ブラジルでは不況のために市民の債務不履行が増加し、銀行による不動産差し押さえが増加していると、27日付現地紙が報じた。2014年以降、住宅ローン返済の延滞が理由で、連邦貯蓄銀行(Caixa)、ブラデスコ銀行、サンタンデール銀行、イタウ・ウニバンコ(イタウ)銀行、ブラジル銀行の5大主要銀行が差し押さえた住宅(一軒家、アパートを含む)は合計7万軒で、総評価額は115億レアルに上る。
差し押さえ住宅に売れ残り住宅を加えた総評価額は137億レアル。
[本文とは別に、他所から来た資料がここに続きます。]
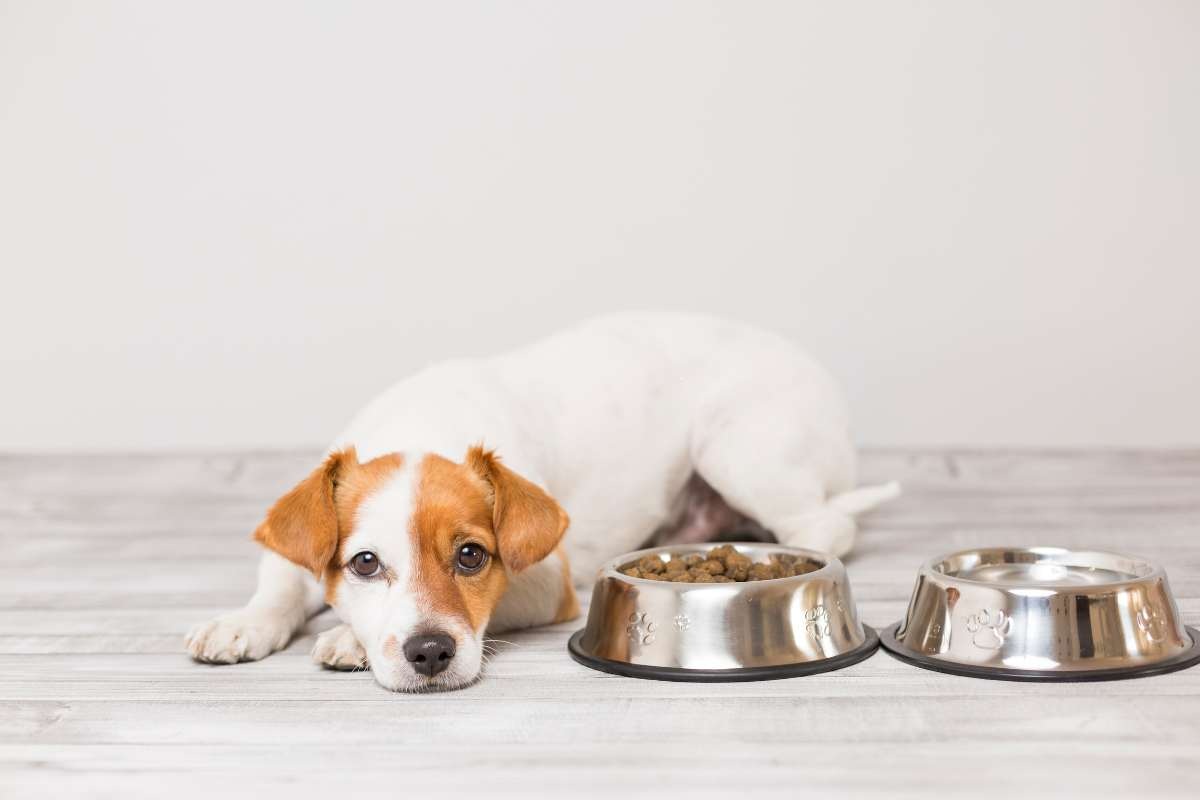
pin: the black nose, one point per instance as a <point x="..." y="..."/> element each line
<point x="430" y="653"/>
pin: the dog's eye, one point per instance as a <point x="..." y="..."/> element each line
<point x="472" y="558"/>
<point x="365" y="564"/>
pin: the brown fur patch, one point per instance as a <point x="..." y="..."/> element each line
<point x="528" y="523"/>
<point x="307" y="524"/>
<point x="453" y="509"/>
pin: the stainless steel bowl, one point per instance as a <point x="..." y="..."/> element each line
<point x="1043" y="613"/>
<point x="757" y="630"/>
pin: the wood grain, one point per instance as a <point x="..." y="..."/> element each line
<point x="108" y="559"/>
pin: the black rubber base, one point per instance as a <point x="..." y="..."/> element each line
<point x="725" y="675"/>
<point x="1188" y="659"/>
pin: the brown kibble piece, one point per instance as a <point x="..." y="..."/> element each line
<point x="651" y="564"/>
<point x="721" y="564"/>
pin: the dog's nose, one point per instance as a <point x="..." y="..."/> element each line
<point x="430" y="653"/>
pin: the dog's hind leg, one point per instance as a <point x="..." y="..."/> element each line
<point x="286" y="597"/>
<point x="792" y="470"/>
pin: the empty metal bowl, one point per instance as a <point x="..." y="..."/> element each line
<point x="756" y="630"/>
<point x="1043" y="613"/>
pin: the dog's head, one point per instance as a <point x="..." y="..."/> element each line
<point x="415" y="551"/>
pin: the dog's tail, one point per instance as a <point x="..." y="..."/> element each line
<point x="864" y="498"/>
<point x="832" y="525"/>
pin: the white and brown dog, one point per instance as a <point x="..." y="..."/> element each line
<point x="635" y="423"/>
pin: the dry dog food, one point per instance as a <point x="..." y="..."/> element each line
<point x="721" y="564"/>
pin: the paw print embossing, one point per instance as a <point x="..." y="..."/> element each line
<point x="989" y="629"/>
<point x="641" y="629"/>
<point x="1151" y="624"/>
<point x="817" y="621"/>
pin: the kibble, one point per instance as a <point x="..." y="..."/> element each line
<point x="721" y="564"/>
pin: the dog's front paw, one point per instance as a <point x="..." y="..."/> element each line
<point x="241" y="636"/>
<point x="339" y="649"/>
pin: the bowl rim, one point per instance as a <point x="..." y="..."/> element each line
<point x="829" y="565"/>
<point x="899" y="650"/>
<point x="1152" y="569"/>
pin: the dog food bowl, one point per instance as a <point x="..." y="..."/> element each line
<point x="756" y="630"/>
<point x="1043" y="613"/>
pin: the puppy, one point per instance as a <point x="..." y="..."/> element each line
<point x="636" y="425"/>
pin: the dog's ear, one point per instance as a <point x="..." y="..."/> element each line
<point x="528" y="522"/>
<point x="303" y="524"/>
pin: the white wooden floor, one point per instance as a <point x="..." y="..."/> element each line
<point x="106" y="560"/>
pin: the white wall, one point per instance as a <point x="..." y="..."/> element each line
<point x="227" y="224"/>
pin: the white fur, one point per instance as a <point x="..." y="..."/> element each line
<point x="611" y="417"/>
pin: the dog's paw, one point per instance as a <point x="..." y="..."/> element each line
<point x="339" y="649"/>
<point x="240" y="636"/>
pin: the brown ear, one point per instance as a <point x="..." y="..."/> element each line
<point x="303" y="524"/>
<point x="527" y="521"/>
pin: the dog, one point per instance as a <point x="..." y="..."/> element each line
<point x="442" y="512"/>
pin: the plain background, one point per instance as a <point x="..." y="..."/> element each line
<point x="229" y="223"/>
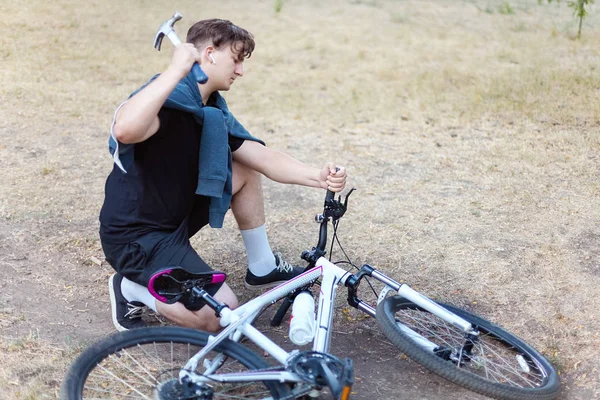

この額は14年初めから今年上半期末までの4年半で、ほぼ8・5倍に膨れ上がった。今年上半期の住宅差し押さえの総額だけで14億8千万レアルだ。
今年6月末の時点でCaixaは、4万7千軒、総額91億レアル分を差し押さえている。5大銀行の中では件数で67%、総額では79%を単独で差し押さえた計算だ。だが、同行が16年末に抱えていた差し押さえ住宅は今の半分以下、2万3千軒にすぎない。差し押さえ件数の増加は他の4銀行でも起こってはいるが、Caixaの増加ペースが飛びぬけて早い。
サンパウロ州不動産ローン購入者協会(AMSPA)のマルコ・ルス会長によれば、住宅の差し押さえは通常、「半年から1年」支払いが滞った場合に起こるが、不動産金融システム(SFI)を利用して融資を受けた場合は、「3カ月」支払いが遅れただけで競売手続きが始まってしまうケースもある。住宅金融システム(SFH)の場合も、それより数カ月遅れるだけだ。
Caixaの物流・オペレーション部門副社長、マルセロ・プラタ氏は「支払いの滞りに気付いたら、当行はすぐに債務者に対して別の返済プランを提案する。我々は差し押さえるのでなく、債務者が住宅に住み続けて負債を完済することを望んでいる」と語った。
ただ、それにも関わらず、Caixaだけで4万7千件もの差し押さえ物件を抱えている。事実上、「銀行なのにブラジル最大の不動産会社の一つ」になったと現地紙は指摘する。
いったん差し押さえが起これば、各行は物件の転売を急ぐ事になる。大量の売れ残り住宅や差し押さえ住宅の負債が、貸借対照表にマイナス資産として計上されるのは、経営指標数値を悪化させかねない。
ゼツリオ・ヴァルガス大学(FGV)のラファエル・シオゼル教授は、顧客である債務者が破産するマイナス面や差し押さえ物件の維持費に加え、「この種の物件が山済みになると新規住宅への融資が減る」というリスクが銀行には増えると指摘し、銀行の不良債権化する懸念があると警告している。